Yine mi bamya
İlk olarak 2011 seçimlerinde şahit olmuştum. O dönem Ankara'da gazetecilik yapıyordum. ABD'li birtakım diplomatlar gazetecilerle randevu alıp "AK Parti'yi kafalarında bitirdiklerini, yeni dönemde CHP'yi destekleyeceklerini" iletiyorlardı. Bu...
İlk olarak 2011 seçimlerinde şahit olmuştum. O dönem Ankara'da gazetecilik yapıyordum. ABD'li birtakım diplomatlar gazetecilerle randevu alıp "AK Parti'yi kafalarında bitirdiklerini, yeni dönemde CHP'yi destekleyeceklerini" iletiyorlardı. Bu gazetecilerin çoğu merkez medya yazarlarıydı. Ancak aralarında hükümete yakın medyadakilerin tavırlarını değiştirmek için bu kulisleri paylaşması "umulan" muhafazakâr yazarlar da vardı.
Seçimler öncesi muhalifler olabildiğince sertleşmiş, "içerideki" konumları gereği bu denli net tavır alamayanlarsa "kılçık atmaya" başlamışlardı. E tabii seçimden sonra alınacak karşılıklar da desteğin, eleştirinin ve özeleştirinin düzeyine göre olacaktı. Manipülasyonlara rağmen sandıktan istedikleri sonuç çıkmadı. Ak Parti oyunu artırdı. Cemaat'in, Deniz Baykal'ı deviren kaset operasyonunun ardından CHP'nin başına gelen Kemal Kılıçdaroğlu ise onca medya desteğine rağmen başarılı olamadı. Ancak Ak Parti'nin bu yükselen başarı grafiğini kesintiye uğratmak için kimsenin bir dahaki seçimlere kadar yatmaya niyeti yoktu.
Türkiye ekonomisinin zirve yaptığı bir dönemde Gezi olayları patladı. Ardından da 17-25 Aralık 2013'teki Cemaat'in yargı darbesi girişimi geldi.
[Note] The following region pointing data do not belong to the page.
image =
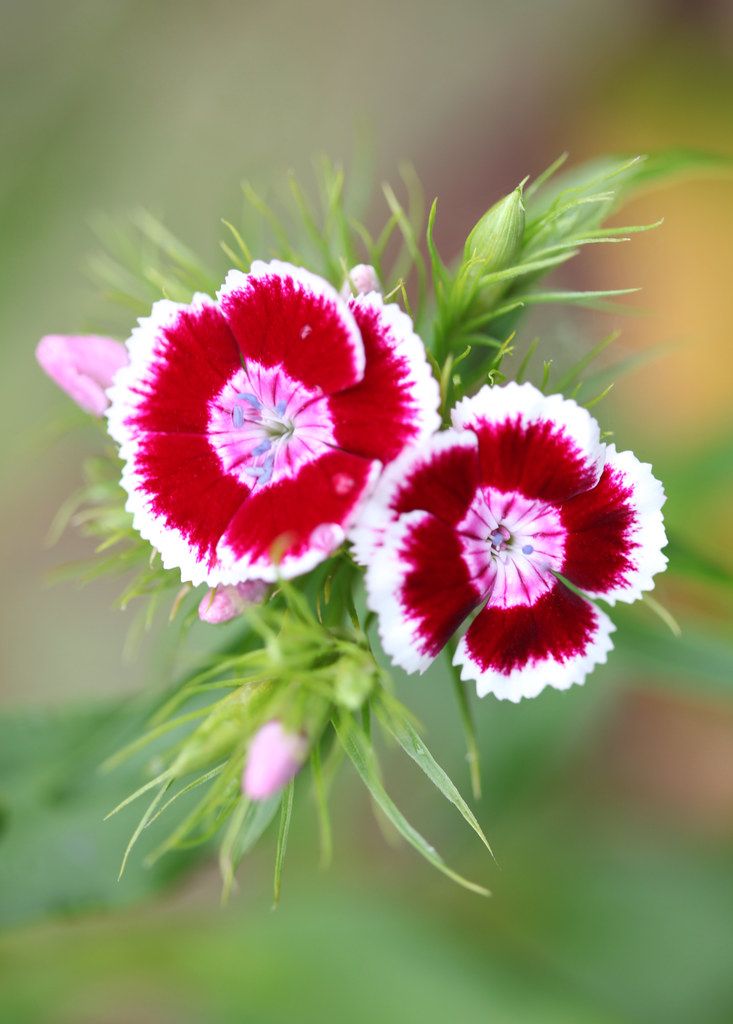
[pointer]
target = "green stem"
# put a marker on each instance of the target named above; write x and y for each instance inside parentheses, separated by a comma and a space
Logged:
(469, 727)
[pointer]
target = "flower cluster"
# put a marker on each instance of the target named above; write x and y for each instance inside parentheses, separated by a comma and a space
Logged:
(290, 422)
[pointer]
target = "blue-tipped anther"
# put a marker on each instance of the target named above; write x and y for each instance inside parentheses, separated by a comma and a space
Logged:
(251, 398)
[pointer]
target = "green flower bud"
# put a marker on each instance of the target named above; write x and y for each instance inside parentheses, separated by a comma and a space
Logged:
(353, 682)
(229, 721)
(497, 239)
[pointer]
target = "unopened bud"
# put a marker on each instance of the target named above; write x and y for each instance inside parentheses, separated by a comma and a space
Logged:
(273, 759)
(83, 366)
(497, 239)
(360, 281)
(224, 603)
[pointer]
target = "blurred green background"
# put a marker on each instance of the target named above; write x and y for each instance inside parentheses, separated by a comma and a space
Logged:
(610, 808)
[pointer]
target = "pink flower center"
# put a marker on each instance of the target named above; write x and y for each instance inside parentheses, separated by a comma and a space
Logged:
(512, 546)
(264, 426)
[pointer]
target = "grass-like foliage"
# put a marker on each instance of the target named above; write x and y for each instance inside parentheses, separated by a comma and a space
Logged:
(304, 658)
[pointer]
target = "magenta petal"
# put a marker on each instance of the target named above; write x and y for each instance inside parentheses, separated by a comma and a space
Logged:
(543, 446)
(273, 759)
(291, 525)
(224, 603)
(516, 651)
(286, 316)
(420, 585)
(396, 403)
(615, 532)
(83, 366)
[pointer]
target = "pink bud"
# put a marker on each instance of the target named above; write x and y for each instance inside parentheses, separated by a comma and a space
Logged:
(361, 280)
(273, 759)
(83, 365)
(223, 603)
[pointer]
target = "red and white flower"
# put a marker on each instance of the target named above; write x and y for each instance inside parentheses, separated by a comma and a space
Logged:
(253, 427)
(485, 516)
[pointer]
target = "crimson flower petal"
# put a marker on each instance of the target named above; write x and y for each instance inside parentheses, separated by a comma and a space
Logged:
(543, 446)
(420, 585)
(286, 316)
(516, 651)
(396, 403)
(615, 532)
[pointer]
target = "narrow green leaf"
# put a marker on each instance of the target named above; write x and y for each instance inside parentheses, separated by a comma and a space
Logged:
(286, 814)
(360, 756)
(411, 741)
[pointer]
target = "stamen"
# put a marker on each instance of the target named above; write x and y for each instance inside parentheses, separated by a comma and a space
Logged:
(252, 398)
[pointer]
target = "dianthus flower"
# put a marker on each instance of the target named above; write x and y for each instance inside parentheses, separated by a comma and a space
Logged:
(253, 426)
(488, 516)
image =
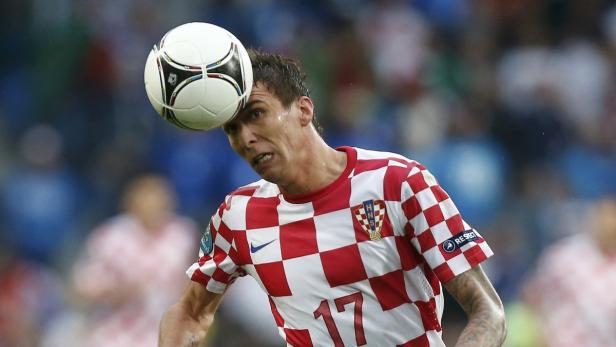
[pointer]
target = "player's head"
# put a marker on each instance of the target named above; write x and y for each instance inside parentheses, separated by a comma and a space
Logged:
(283, 76)
(275, 131)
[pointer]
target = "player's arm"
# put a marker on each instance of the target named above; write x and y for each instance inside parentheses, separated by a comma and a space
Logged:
(486, 325)
(186, 323)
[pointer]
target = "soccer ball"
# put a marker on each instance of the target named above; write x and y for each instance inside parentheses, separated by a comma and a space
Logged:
(198, 77)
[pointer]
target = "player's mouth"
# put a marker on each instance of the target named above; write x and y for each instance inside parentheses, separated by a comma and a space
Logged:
(262, 159)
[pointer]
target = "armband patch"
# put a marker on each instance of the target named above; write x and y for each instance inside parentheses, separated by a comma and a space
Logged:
(207, 244)
(459, 240)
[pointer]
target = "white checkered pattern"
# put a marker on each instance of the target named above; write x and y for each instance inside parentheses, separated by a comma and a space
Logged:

Bu süre içinde Türkiye'de yeni dönemde "yine yatırım yapılacak" müttefikler de ihmal edilmedi elbette. CHP lideri Kılıçdaroğlu 17-25 Aralık operasyonlarından hemen önce ABD'ye çağrıldı. Burada Cemaat çevreleriyle de görüştüğünü gizleyemeyen Kılıçdaroğlu'nun temaslarında başka dikkat çekici isimler de vardı. ABD'nin meşhur eski Ankara büyükelçileri Morton Abramowitz ve Eric Edelman. Bu isimlerin bulunduğumuz coğrafyada niçin meşhur olduklarını anlatmak gereksiz olur sanırım.